- Directed by: James Goldstone
- Written by: Richard Bradford (story) Marguerite Roberts
- Produced by: Hal B. Wallis
- Starring: Richard Thomas Catherine Burns Desi Arnaz, Jr. Richard Crenna Claire Bloom Harry Guardino
- Cinematography: Vilmos Zsigmond
- Edited by: Edward A. Biery Richard M. Sprague
- Music by: Billy Goldenberg The Andrews Sisters
- Production company: Hal Wallis Productions
- Distributed by: Universal Pictures
- Release date: May 12, 1971;
- Running time: 112 minutes
- Country: United States
- Language: English

= Red Sky at Morning (1971 film) =

1971 film by James Goldstone

Red Sky at Morning is a 1971 American drama film based on the 1968 Richard Bradford novel of the same name. Directed by James Goldstone, it stars Richard Thomas, Catherine Burns, and Desi Arnaz, Jr.

==Plot==
The film follows Josh Arnold, who moves to Corazon Sagrado, New Mexico, with his mom while his dad serves in the military during World War II. The title of the book/film comes from a line in an ancient mariner's rhyme "Red sky at morning, sailor take warning".

==Cast==
- Richard Thomas as Joshua Arnold
- Catherine Burns as Marcia Davidson
- Desi Arnaz Jr. as Agostino 'Steenie' Moreno
- Richard Crenna as Frank Arnold
- Claire Bloom as Ann Arnold
- John Colicos as Jimbob Buel
- Harry Guardino as Romeo Bonino
- Strother Martin as John Cloyd
- Nehemiah Persoff as Amadeo Montoya
- Pepe Serna as Chango Lopez
- Joaquin Garay as Ratoncito
- Joy Bang as Corky
- Alma Beltran as Excilda Montoya
- Gregory Sierra as Chamaco

==Reception==
In The New York Times, Roger Greenspun wrote:Set in New Mexico during the academic year of 1944‐45, the movie concerns a fine young lad who moves to a new town, enters a new school, makes new friends and new enemies, falls in love, loses his virginity, loses his dad, becomes a man, sets his mother's house in order and enlists in the Navy... rites of passage to end all rites of passage, “Red Sky at Morning” also contains valuable material on race relations, human dignity, doing your own thing, the Odyssey of Homer, and the corruption of the Old South.

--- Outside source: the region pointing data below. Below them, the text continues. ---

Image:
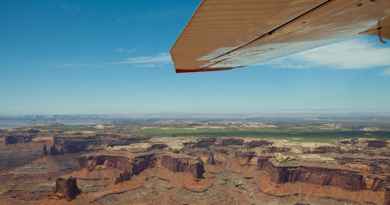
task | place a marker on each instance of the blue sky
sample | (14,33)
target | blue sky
(105,57)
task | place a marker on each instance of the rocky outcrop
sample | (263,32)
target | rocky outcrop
(142,162)
(229,141)
(376,143)
(183,163)
(211,159)
(75,144)
(17,138)
(136,166)
(375,183)
(274,149)
(157,147)
(128,167)
(387,196)
(247,156)
(55,150)
(345,179)
(258,143)
(67,188)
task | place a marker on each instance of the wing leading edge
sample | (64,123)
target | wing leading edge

I am inclined to attribute this range of illustration less to great ambition than to a ticklish urge to please everybody... [The] plot of “Red Sky at Morning” is so predictable that it might be chanted, without rehearsal, as Ancient Ritual of the Movies...

==Awards==
The performance by Arnaz earned him the Golden Globe Award as New Star of the Year – Actor of 1972.